BBC Turns To Dirac Pro To Navigate HD In Beijing
Apr 16, 2008 - 4:12:10 PM

Email this article
 Printer friendly page
By Carolyn Braff

Producing sports in HD is nothing new for the BBC Network, but taking that HD production across the globe to China has created some issues as the countdown to the Opening Ceremonies continues. The BBC’s technical team, however, is up to the task and has found multiple solutions to the problems posed by large-scale HD production.  

“The HD aspect isn’t new to us, but in terms of the impact of HD, the two things that cause the biggest headaches are cable runs and audio,” explains Charlie Cope, lead editor and technical consultant for BBC post production. “We’ve had to put an awful lot of extra fiber to deal with the length of cable runs, but the most complex thing is the audio.”
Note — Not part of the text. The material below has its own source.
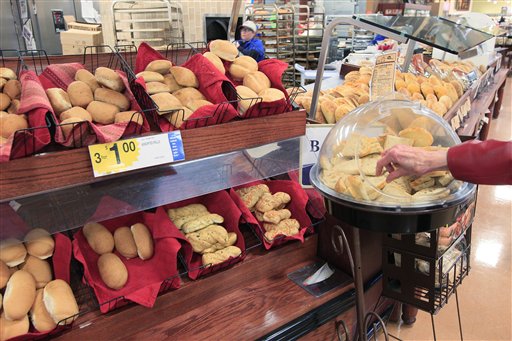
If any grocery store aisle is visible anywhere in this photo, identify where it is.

Cope explained that while a high definition video feed is relatively simple, the audio tends to complicate matters in terms of how to allocate audio tracks to different operations. The audio distribution from the host broadcaster is in 5.1 and while the BBC does not have to spend money to decode and encode it, the network does need to provide a stereo option for its news division.  
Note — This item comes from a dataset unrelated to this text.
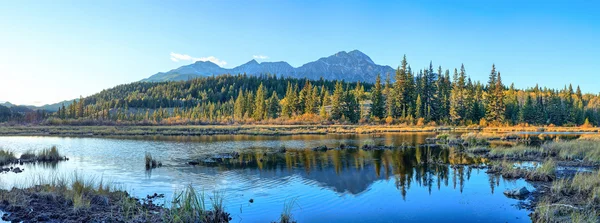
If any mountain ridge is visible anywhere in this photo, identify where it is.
[141,50,394,83]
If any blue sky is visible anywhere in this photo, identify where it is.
[0,0,600,105]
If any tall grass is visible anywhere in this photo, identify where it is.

“You have to be a bit inventive in how you manage that,” Cope says.

Another issue is a lack of high definition circuits.  

“We have a lot of aspirations to deliver the venues in HD, but we only have SD circuits booked,” Cope explains. To get around that, the BBC is experimenting with Dirac Pro, which allows HD to be carried on an uncompressed SD circuit using motion compensated wavelet coding.

“It can bring an HD feed back into the IBC, but there are monitoring issues, since you can’t pick out problems on a monitor from a scrambled signal,” Cope says.  

The BBC is also splitting its environment, relying on a Split Remote Concept to send the feed to London for editing before transmitting the final version from Beijing, which can create further sound issues.

“The latency between London and Beijing is 380 milliseconds, so that’s one of the big challenges is how you deal with that,” Adams explains. “Worst case scenario, it gets delivered back in SD and upconverted.”